Je lâche un regard faussement réprobateur vers Aquila alors que nous arrivons enfin au stand restaurant. Je ne peux pas lui en vouloir. Rares sont les esprits suffisamment élevés -certains disent « perchés »- pour comprendre. À peine sommes-nous assis qu’une nuée de marchands nous tombe dessus. Juste avant que Rio ne les envoie balader, j’ai le temps de commander un peu de tout, mon intarissable curiosité faisant une nouvelle fois son office, ainsi que bien évidemment une pinte de bière fraîche.

Pendant ce temps, Max nous parle de lui. Il devient de plus en plus difficile pour moi de dissimuler l’excitation qui m’envahit à l’entendre. J’étais troublée. Je crois qu’on peut dire à présent que je suis émoustillée. Ses mots résonnent en moi comme un écho, comme le son du vent faisant vibrer la voile d’un navire. Comme la liberté. Je le savais. Nous sommes les mêmes. Bien sûr, il faut faire preuve d’une arrogance crasse pour s’auto-proclamer « art ». Moi-même je ne… Bon, je ne suis pas un bon exemple. Mais dans le cas présent c’est une évidence à mes yeux. Distraitement, je griffonne quelques mots sur une serviette dans un coin de la table.

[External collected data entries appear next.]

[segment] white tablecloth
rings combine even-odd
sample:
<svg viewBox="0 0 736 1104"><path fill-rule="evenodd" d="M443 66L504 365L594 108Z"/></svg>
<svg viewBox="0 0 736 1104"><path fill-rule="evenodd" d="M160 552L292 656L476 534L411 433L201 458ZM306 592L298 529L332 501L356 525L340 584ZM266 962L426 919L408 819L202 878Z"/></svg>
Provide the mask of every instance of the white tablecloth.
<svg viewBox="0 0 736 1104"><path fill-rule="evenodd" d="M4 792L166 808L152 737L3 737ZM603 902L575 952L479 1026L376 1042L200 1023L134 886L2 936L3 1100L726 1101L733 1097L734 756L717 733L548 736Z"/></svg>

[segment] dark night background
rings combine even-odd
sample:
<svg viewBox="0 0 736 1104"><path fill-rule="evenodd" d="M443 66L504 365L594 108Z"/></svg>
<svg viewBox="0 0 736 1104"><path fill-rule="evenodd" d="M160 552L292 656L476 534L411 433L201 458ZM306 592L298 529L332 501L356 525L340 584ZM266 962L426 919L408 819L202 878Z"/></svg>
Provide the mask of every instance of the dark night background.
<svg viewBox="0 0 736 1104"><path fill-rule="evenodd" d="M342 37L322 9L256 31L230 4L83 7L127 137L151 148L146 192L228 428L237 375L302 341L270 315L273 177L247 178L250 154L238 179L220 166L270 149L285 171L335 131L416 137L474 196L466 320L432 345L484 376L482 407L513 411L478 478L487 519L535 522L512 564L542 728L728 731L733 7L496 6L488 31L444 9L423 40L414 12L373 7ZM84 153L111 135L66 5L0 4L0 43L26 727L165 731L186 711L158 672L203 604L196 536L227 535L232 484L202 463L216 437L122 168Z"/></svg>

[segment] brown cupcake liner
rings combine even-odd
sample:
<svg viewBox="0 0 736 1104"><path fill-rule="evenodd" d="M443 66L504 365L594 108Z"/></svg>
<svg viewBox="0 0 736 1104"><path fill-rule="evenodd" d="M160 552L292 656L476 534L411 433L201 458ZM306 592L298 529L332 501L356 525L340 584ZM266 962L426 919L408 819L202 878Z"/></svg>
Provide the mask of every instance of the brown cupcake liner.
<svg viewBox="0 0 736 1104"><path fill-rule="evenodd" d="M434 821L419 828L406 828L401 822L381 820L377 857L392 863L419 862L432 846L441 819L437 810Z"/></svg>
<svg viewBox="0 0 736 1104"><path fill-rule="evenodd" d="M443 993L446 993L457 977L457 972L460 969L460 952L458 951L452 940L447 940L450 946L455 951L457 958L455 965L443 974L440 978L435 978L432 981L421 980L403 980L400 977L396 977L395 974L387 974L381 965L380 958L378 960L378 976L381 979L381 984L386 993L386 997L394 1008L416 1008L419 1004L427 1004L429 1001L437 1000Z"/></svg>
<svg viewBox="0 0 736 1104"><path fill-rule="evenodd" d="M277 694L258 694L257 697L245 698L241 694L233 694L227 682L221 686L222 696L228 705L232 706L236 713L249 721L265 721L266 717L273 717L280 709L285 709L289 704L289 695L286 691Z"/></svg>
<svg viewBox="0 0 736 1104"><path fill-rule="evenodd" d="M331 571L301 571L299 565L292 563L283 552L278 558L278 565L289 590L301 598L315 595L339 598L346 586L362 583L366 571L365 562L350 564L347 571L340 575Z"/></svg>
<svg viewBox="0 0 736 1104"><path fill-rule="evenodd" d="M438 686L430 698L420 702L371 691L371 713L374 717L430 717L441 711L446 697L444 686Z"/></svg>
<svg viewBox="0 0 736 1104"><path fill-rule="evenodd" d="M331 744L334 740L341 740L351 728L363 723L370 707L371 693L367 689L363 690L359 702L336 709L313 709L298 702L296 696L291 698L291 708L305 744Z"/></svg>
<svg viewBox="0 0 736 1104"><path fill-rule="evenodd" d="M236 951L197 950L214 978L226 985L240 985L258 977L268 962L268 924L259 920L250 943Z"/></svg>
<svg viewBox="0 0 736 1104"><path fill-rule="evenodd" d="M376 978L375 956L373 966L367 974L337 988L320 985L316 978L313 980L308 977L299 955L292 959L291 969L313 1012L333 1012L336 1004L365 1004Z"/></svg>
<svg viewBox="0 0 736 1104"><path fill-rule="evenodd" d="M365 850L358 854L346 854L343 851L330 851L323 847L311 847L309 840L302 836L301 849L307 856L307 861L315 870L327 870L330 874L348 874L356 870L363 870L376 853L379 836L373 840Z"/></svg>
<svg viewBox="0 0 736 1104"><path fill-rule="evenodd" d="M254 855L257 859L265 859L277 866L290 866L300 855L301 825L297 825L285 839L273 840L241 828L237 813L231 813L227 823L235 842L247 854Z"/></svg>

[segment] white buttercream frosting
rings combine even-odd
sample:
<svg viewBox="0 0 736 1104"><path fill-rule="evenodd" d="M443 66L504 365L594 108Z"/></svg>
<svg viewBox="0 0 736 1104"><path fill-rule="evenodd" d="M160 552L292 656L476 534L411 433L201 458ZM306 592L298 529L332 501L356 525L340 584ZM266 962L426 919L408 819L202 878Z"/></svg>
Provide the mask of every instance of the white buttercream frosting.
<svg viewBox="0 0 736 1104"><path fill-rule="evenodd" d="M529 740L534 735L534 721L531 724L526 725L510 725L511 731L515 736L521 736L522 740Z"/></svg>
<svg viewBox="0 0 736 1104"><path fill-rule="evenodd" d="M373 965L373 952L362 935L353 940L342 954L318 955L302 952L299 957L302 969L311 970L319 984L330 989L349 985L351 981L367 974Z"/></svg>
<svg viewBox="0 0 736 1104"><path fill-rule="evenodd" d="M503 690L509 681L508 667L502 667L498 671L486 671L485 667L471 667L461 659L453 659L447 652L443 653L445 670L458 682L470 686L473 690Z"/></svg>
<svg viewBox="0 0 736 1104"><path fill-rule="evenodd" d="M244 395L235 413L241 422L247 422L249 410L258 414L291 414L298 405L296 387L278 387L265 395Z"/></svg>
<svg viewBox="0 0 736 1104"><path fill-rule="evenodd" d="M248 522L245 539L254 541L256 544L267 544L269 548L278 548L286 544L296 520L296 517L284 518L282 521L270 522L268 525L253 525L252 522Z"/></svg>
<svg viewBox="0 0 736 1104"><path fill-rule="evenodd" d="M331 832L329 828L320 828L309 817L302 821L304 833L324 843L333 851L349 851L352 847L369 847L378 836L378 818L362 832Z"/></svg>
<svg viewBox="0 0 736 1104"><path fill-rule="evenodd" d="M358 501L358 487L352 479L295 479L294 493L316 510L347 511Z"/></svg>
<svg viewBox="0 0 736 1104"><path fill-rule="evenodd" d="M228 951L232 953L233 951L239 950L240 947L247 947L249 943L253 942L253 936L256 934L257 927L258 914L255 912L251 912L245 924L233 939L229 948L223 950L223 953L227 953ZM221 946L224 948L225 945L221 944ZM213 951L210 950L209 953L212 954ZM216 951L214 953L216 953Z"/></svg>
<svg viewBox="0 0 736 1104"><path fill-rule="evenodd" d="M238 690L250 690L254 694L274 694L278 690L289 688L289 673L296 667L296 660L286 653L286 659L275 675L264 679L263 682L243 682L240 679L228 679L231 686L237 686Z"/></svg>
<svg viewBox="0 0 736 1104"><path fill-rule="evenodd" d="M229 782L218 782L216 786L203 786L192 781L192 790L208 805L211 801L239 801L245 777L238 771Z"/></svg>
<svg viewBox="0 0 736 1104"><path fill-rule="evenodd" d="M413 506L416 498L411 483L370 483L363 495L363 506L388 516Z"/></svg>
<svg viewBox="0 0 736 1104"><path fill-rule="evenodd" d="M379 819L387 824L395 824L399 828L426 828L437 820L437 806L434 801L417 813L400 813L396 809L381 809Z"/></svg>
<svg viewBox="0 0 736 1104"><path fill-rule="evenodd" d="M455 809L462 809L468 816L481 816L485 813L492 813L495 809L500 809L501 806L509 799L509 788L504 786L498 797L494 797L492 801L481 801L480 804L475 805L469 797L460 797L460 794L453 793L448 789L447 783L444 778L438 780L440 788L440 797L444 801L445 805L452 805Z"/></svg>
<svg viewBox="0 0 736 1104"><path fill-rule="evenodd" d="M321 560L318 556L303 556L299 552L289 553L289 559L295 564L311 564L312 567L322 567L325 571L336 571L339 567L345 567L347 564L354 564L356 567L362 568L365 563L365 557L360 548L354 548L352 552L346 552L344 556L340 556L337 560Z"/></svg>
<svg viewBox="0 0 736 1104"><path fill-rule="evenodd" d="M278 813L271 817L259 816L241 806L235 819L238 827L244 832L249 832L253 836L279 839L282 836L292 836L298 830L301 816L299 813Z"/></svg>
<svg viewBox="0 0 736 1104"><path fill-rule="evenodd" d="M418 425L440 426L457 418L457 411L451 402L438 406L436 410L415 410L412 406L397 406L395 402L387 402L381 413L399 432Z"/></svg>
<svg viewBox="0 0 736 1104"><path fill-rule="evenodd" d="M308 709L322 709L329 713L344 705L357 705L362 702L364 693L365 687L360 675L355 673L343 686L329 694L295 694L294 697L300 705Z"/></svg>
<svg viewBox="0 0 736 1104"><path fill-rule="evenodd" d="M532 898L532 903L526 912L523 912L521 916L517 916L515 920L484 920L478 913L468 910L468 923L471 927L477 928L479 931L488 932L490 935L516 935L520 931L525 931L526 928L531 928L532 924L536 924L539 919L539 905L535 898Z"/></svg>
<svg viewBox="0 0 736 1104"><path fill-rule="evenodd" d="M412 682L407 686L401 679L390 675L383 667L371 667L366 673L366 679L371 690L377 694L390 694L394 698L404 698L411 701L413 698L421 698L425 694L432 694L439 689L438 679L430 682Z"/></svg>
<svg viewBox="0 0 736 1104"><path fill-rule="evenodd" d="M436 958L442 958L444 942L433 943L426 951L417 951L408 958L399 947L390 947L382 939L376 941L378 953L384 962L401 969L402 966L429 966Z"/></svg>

« Mon empreinte en lettres d'or,
Ma silhouette dans les étoiles
Le monde sera ma toile
Je vais renaitre après ma mort »

Rio quant à lui, dans son sérieux si caractéristique, ne perd pas le nord. Il est déjà en train de chercher si Max a une prime sur la tête, et le range dans la case « criminel » comme si ce mot avait une quelconque signification. J’arque haut un sourcil, un petit sourire énigmatique aux coins des lèvres, avant de tourner mon regard pétillant sur le pirate. À ce moment, un serveur revient avec nos commandes et je me retrouve avec une tonne de soupes froides, chaudes, de thés et d’autres breuvages tout aussi variés les uns que les autres. Et, bien entendu, une bière. Alors me vient une idée saugrenue. Tout en répondant distraitement au chasseur de primes, je commence à mélanger tous les liquides dans une seule assiette. J’y ajoute même un morceau de banane, pour des questions d’hygiène.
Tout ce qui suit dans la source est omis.